Addressing the security and economic spats that have dragged down relations was at the heart of Summers’ and Donilon’s three days of meetings in Beijing. With an anemic economy and his Democratic Party under pressure in upcoming congressional elections, President Barack Obama is hoping for concessions from Beijing on exchange rate policies that critics say keep the Chinese currency too low, thereby subsidizing Chinese exports and contributing to high US unemployment.
Hu, in the meantime, is trying to strengthen his political hand ahead of a delicate Communist Party leadership transition and maintain the popularity of his government with people grown used to high rates of economic growth in part buoyed by trade with the United States.
The Hong Kong newspaper South China Morning Post reported Wednesday, citing unnamed Chinese diplomats, that the governments had agreed to resume military talks that Beijing suspended earlier this year in pique at US weapons sales to Chinese rival Taiwan.

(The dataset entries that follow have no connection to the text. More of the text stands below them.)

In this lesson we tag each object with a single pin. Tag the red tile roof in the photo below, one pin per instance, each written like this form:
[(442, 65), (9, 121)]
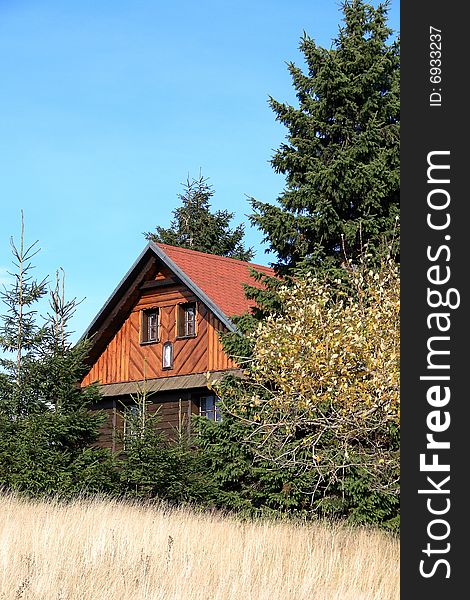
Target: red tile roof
[(220, 278)]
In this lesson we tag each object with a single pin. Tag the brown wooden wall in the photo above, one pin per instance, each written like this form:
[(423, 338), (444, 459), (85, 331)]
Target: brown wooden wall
[(174, 417), (126, 359)]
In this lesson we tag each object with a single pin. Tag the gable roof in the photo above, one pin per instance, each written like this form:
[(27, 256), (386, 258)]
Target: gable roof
[(219, 277), (215, 280)]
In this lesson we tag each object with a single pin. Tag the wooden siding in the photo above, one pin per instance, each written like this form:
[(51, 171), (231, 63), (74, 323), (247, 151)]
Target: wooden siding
[(125, 359), (174, 417)]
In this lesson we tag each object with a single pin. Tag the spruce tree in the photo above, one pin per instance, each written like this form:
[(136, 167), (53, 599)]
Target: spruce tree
[(341, 157), (194, 226), (20, 334)]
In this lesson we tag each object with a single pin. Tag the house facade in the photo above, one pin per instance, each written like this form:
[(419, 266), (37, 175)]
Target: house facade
[(158, 335)]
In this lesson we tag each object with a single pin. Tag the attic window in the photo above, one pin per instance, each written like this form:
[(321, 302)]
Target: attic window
[(149, 330), (167, 355), (208, 408), (187, 319)]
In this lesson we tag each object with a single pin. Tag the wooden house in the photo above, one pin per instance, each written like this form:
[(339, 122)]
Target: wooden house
[(158, 333)]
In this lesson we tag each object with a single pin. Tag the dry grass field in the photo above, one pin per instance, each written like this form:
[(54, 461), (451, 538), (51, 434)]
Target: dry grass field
[(106, 550)]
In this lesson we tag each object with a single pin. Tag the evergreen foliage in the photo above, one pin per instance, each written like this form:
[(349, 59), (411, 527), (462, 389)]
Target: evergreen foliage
[(47, 433), (341, 157), (320, 393), (194, 226)]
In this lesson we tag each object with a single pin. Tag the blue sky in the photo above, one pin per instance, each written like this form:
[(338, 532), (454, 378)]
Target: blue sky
[(106, 108)]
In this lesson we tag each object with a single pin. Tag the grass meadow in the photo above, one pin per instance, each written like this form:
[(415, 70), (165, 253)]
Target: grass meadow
[(110, 550)]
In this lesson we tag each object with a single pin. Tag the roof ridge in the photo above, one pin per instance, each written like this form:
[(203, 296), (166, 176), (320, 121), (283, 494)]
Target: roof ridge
[(212, 256)]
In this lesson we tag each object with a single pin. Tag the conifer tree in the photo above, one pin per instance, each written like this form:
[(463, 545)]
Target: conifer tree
[(20, 334), (194, 226), (341, 157)]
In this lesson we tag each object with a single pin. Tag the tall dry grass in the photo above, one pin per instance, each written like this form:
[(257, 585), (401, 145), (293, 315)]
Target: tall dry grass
[(106, 550)]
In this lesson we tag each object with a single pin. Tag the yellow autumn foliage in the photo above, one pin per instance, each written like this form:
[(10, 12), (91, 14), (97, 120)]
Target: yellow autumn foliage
[(334, 346)]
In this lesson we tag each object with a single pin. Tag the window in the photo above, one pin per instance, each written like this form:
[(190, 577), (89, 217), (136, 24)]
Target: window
[(208, 408), (149, 331), (187, 319), (167, 355), (132, 422)]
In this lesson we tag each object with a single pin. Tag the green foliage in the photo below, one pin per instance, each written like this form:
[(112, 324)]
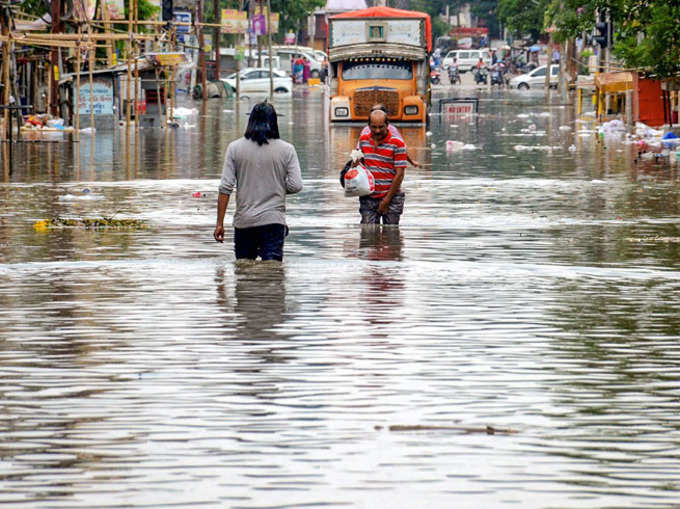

US National Security Council spokesman Mike Hammer said Donilon and Summers had “productive, detailed, and wide-ranging discussions with Chinese officials” and that the visit, which concluded Wednesday, “advanced the goal of strengthening the US-China relationship.”
Hammer said in a statement that the advisers discussed North Korea and Iran, both of which have been sanctioned by the international community for their nuclear programs.
As permanent members of the UN Security Council, China and the US have frequently locked horns over how to persuade Iran and North Korea to give up those programs, with Washington tending to favor sanctions and Beijing advocating dialogue and diplomatic means. Other economic and security issues also were raised, Hammer said, but gave no specifics.